Georgia Baptist Mission Board
Executive Director W. Thomas Hammond, Jr. gave an update on seven directives made during the May 2020 executive committee meeting.
- Send Cooperative Program funds out 7-10 days after we close the books on the previous month. This has been the case since November 2020.
- End the practice of counting designated funds toward our cash on hand. This was ended at the close of 2020.
- The GBMB is in the process of developing healthy reserves.
- Building margins into the GBMB budget for institutional flexibility is in process.
- The GBMB is also continuing to create alternate revenue streams.
- Increase program dollars to send more money to the field. The percentage going to the field has increased by 83 percent.
- Get down to an employee cost that is 60 percent of the budget. In 2018, employee costs were 83 percent, now down to 64 percent.
David Melber, Chief Operating Officer for the mission board, provided the Cooperative Program overview and emphasized that the mission board is in a healthier place financially than it was last year.
Announcements and Staff Changes
Tim Dowdy, Pastor Wellness lead strategist, introduced a new staff members Andy Childs, catalyst in the Northern Regions, and Wendy Milligan, Wellness consultant. He also shared about the upcoming Pastors and Wives Retreat in April and the Pastors Wives’ gatherings for food and fellowship during the year.
Levi Skipper, Church Strengthening lead strategist, urged attendees to take the Church Assessment Tool if they have not already. He also introduced Chris Trent, the new Next Gen catalyst, and JJ Washington, the new Evangelism catalyst. Skipper said he is currently in the process of interviewing candidates for the open Worship and Music catalyst position.
There are three new Latino Church consultants, which are part of the Church Strengthening team: Daniel Santander (Northern regions), David Cardoza (Central regions), and Ovidio Cabrera (Southern regions).
Skipper also introduced the Georgia Baptist Church Planting Network, which is a collaborative effort between the mission board and Associational Mission Strategists to strategically plant Georgia Baptist churches. For more, read this Index article released last week.
Beth Ann Williams, Georgia Baptist Women lead strategist, gave a report on Mission Georgia. There are several upcoming events such as the Mission Georgia Roundtables, One Day Fun Day events, and Summer Serve, all of which have information available on missiongeorgia.org. She said the offering from last year has allowed Mission Georgia to come alongside 12 ministries and families as they pursue gospel-centered care in the community.

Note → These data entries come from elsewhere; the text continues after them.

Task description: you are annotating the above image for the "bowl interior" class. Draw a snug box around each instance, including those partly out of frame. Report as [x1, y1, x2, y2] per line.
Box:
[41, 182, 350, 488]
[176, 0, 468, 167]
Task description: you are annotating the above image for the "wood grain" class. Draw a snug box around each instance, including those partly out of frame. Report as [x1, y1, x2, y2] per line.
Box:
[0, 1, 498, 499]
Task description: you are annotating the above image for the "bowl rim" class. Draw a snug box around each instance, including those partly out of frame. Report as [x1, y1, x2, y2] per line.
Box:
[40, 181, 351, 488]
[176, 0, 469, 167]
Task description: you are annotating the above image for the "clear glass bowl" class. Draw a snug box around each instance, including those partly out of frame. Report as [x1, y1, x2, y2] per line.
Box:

Property Updates and Future of Baptist Collegiate Ministries
Melber announced that the Waycross property sold on February 3 to Baptist Village, Pine Bloom in Atlanta is under contract and will close by March 31, 2021, and there are offers for the Missions & Ministry Center in Duluth.
Hammond said the administrative staff of the mission board would continue needing office space, so there was a proposal to move forward with the option of purchasing a new building.
The committee voted to give permission for the GBMB to investigate options for purchasing the property.
Hammond confirmed the mission board’s commitment to Baptist Collegiate Ministries around the state. There are currently over 40, but Hammond said the hope is to expand into more universities and colleges to bring the number over 90. He also introduced the idea of relaunching and redeveloping BCM properties. Nearly 30 percent of the mission board’s building and grounds expenses are dedicated to upkeep for the BCMs around the state.
The Executive Committee voted to continue pursuing the idea.